Page MenuHomePhabricator

virt1002/labstore1001 network exhaustion
Closed, ResolvedPublic

Description

We have beeen getting port saturation threshold alerts every few minutes for virt1002 & labstore1001. Although the latter is being (slowly) being worked on with #7282, I'm not aware of any work happening regarding virt1002.
Even if we upgrade both, there's nothing suggesting that the capacity will be enough, as I'm not aware of any data pinpointing where this capacity is being used.
This is likely a larger Labs issue that needs to be taken care of.

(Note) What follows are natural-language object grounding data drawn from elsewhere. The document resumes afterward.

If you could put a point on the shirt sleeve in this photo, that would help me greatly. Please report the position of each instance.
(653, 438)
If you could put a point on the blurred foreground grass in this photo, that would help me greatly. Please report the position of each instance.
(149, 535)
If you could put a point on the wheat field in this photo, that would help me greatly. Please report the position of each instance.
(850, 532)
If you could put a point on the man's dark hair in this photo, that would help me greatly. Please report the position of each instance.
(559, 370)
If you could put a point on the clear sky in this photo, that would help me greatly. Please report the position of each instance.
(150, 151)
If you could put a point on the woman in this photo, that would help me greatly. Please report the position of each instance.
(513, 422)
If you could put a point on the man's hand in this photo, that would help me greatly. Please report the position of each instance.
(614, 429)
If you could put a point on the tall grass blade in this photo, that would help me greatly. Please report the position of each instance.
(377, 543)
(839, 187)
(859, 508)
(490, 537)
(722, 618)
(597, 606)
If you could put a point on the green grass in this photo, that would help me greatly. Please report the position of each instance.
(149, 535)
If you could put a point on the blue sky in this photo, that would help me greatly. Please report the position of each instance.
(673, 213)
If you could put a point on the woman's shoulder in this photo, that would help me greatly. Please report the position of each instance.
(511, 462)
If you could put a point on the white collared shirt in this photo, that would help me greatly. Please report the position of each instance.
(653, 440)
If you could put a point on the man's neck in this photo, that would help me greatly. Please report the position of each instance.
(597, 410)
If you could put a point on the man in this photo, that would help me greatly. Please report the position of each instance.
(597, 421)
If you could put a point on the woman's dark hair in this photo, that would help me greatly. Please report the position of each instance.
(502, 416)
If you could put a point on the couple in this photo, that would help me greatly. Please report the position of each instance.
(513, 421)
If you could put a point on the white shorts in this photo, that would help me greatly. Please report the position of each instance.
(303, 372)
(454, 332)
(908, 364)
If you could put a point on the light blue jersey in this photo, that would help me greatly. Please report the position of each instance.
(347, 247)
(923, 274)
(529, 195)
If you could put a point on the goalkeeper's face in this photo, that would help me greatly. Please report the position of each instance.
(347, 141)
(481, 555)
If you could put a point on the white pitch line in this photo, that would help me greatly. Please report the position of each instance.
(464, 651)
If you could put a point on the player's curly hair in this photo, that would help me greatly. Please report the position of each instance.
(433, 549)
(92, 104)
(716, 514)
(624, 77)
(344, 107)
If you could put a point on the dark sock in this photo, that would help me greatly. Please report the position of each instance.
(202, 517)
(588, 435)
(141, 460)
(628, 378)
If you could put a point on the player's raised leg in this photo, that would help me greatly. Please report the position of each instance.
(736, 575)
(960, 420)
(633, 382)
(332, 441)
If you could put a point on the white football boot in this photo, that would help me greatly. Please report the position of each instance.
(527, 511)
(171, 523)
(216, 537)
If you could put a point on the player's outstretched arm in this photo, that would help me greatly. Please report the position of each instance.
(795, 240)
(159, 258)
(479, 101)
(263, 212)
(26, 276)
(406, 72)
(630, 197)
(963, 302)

It's being going on for many weeks now and is probably largely degrading Labs' performance to the point that makes me wonder why we're not treating it with a very high priority, possibly even as a Labs outage.

Details

Reference
rt7657

Event Timeline

rtimport raised the priority of this task from to Medium.Dec 18 2014, 1:56 AM
rtimport added a project: ops-core.
rtimport set Reference to rt7657.

On Tue Jun 10 04:38:13 2014, faidon wrote:

We have beeen getting port saturation threshold alerts every few
minutes for virt1002 & labstore1001. Although the latter is being
(slowly) being worked on with #7282, I'm not aware of any work
happening regarding virt1002.

Even if we upgrade both, there's nothing suggesting that the capacity
will be enough, as I'm not aware of any data pinpointing where this
capacity is being used.

This is likely a larger Labs issue that needs to be taken care of.
It's being going on for many weeks now and is probably largely
degrading Labs' performance to the point that makes me wonder why
we're not treating it with a very high priority, possibly even as a
Labs outage.

Right now, virt1002 has most (almost all) of the labs VMs on it, so it ends up
being a sore hotspot. I'm going to look into spreading the load between more
servers in the short term, and applying tc rules to cap the amount of bandwidth
used by Labs.

While you were away, I tracked this to certain CVN VMs. I prodded Krinkle (their maintainer) a couple of times and he promptly moved the file accesses to local storage, which very quickly dropped the bandwidth to saner levels again.
So, this might also be helped by user education -- Krinkle didn't know there was a penalty incurred for access to /data :)

faidon changed the visibility from "WMF-NDA (Project)" to "Public (No Login Required)".
faidon changed the edit policy from "WMF-NDA (Project)" to "All Users".
faidon set Security to None.

This simply requires hunt-and-seek of outliers as they occur.